Les temps de récupération sont longs et en moyenne de trois mois. Une immobilisation après l’opération vise uniquement à soulager la douleur post opératoire. La rééducation d’une prothèse d’épaule peut être rapidement entreprise car la prothèse est d’emblée à son maximum de fixation. Il faut simplement respecter les temps de cicatrisation des sutures musculaires réalisées pour effectuer l’abord chirurgical.

La prothèse soulage bien les douleurs. Sur le plan de la mobilité, les résultats sont très variables en fonction du terrain. La prothèse n’ayant pas de moteur, ceux sont les muscles du patient opéré qui vont faire le travail.

La prothèse aura au final la mobilité que l’on arrive à lui donner. La mobilité obtenue dépend donc de l’état du deltoïde et de la coiffe restante qui sont souvent altérés dans les arthroses importantes et anciennes. Elle est parfois totale mais le plus souvent intermédiaire.

Dans l’ensemble la prothèse d’épaule redonne un confort de vie important, pas toujours avec une mobilité totale mais suffisante. Il est important par ailleurs de ménager sa prothèse en évitant les contraintes excessives, sources d’usure prématurée.

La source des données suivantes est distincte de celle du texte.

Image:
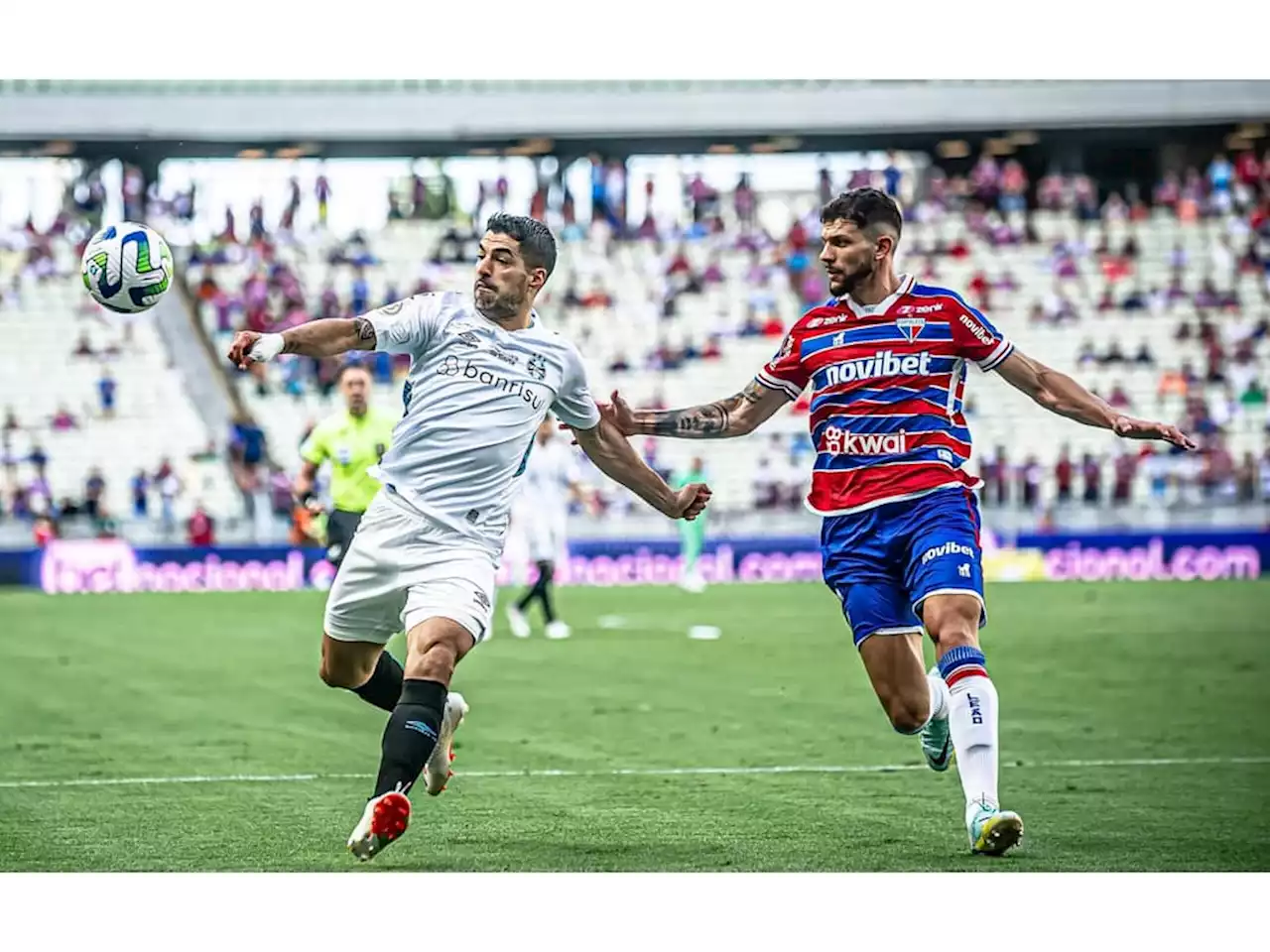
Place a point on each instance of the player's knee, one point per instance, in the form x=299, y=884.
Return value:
x=908, y=715
x=952, y=621
x=436, y=662
x=340, y=675
x=435, y=653
x=338, y=670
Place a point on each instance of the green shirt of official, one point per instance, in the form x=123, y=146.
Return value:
x=352, y=444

Cette opération de l’épaule est donc une intervention de sauvetage pour empêcher de souffrir et ne redonne pas obligatoirement une épaule normale mais simplement beaucoup moins douloureuse ou indolore. Cette intervention chirurgicale est donc salvatrice quand on souffre. Même si certains patients ont des résultats fonctionnels impressionnants, son but essentiel et suffisant reste de soulager la douleur de l’arthrose d’épaule et pas de restaurer une mobilité normale.